Si alguien no se atreve a confesar que alguna vez dijo alguna de estas barbaridades, seguro puede confirmar que más de una vez las escuchó. El gen argentino, lamentablemente, parece fabricado para boicotear lo bueno.
Un pueblo que no se anima a plantarle cara a ninguno de los políticos que viven para jodernos la existencia es capaz de destruir a un tipo que se rompe el lomo laburando (sí, los entrenamientos de un deportista de elite son un flor de laburo, aunque no sea comparable con “levantar bolsas en el puerto”). Está todo bien con que los políticos se den la gran vida a costa del dinero, el esfuerzo y el tiempo del pueblo, pero está todo mal con los deportistas que compiten contra los mejores del planeta y un día les toca perder.
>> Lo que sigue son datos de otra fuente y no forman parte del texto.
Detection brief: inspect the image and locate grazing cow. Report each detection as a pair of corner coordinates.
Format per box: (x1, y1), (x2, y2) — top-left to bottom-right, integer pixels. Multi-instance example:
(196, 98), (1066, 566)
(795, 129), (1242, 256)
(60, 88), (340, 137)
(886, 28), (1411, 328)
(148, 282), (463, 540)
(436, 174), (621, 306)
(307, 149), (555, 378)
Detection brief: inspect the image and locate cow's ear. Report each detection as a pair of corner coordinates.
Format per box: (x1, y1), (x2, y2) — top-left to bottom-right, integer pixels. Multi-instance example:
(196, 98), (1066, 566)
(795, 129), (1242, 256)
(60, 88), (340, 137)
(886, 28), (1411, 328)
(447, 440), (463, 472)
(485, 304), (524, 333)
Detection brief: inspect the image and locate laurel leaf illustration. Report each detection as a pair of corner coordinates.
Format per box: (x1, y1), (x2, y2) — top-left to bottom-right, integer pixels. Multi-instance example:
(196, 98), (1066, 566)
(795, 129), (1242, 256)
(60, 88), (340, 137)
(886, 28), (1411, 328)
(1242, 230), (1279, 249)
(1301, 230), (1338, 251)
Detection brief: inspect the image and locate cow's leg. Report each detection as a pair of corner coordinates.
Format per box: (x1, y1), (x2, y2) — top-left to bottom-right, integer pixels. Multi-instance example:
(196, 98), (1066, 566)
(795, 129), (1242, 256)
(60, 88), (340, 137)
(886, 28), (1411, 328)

Acaba de terminar el partido de Del Potro y da igual lo que pueda pasar con Delbonis. Es mejor ganar la Copa Davis que no ganarla. Obvio. Hubiera sido mejor que Del Potro le ganara a Murray la final de los Juegos Olímpicos también. Obvio. Pero en una competencia se gana y se pierde. Y cuando no se puede ganar, la forma de perder también puede ser una satisfacción.
O podría serlo. O debería serlo. Pero no lo es. Porque en Argentina somos todos ganadores. Porque todos somos los mejores en lo que hacemos. Porque todos tomamos siempre las mejores decisiones. Porque jamás en la vida sentimos un miedito en el estómago que nos hace arrugar ante determinada situación. No. Somos todos perfectos. Y como somos todos perfectos nos damos el lujo de despreciar a deportistas (o a músicos, o a pintores, o a científicos, o a cineastas, etcétera) que nos dan mucho placer y nos ayudan a que la vida sea un poco más agradable.
Un día, un minuto o un segundo el Señor o la Señora que maneja el mundo (bastante mal, por cierto) debería ponernos en esos lugares; en una cancha de fútbol, en un court de tenis, en una pista, en una pileta o hasta en un banco de suplentes a dirigir a un equipo. Ese día, ese minuto o ese segundo tal vez nos permita darnos cuenta de que somos unos charlatanes, de que somos expertos en criticar al que se banca competir con millones de ojos presionando y millones de bocas listas para soltar cualquier disparate. Un día, sólo un día, estaría genial que se invirtieran los papeles. Para que los artistas se divirtieran viendo como los charlatanes se hacen pis encima.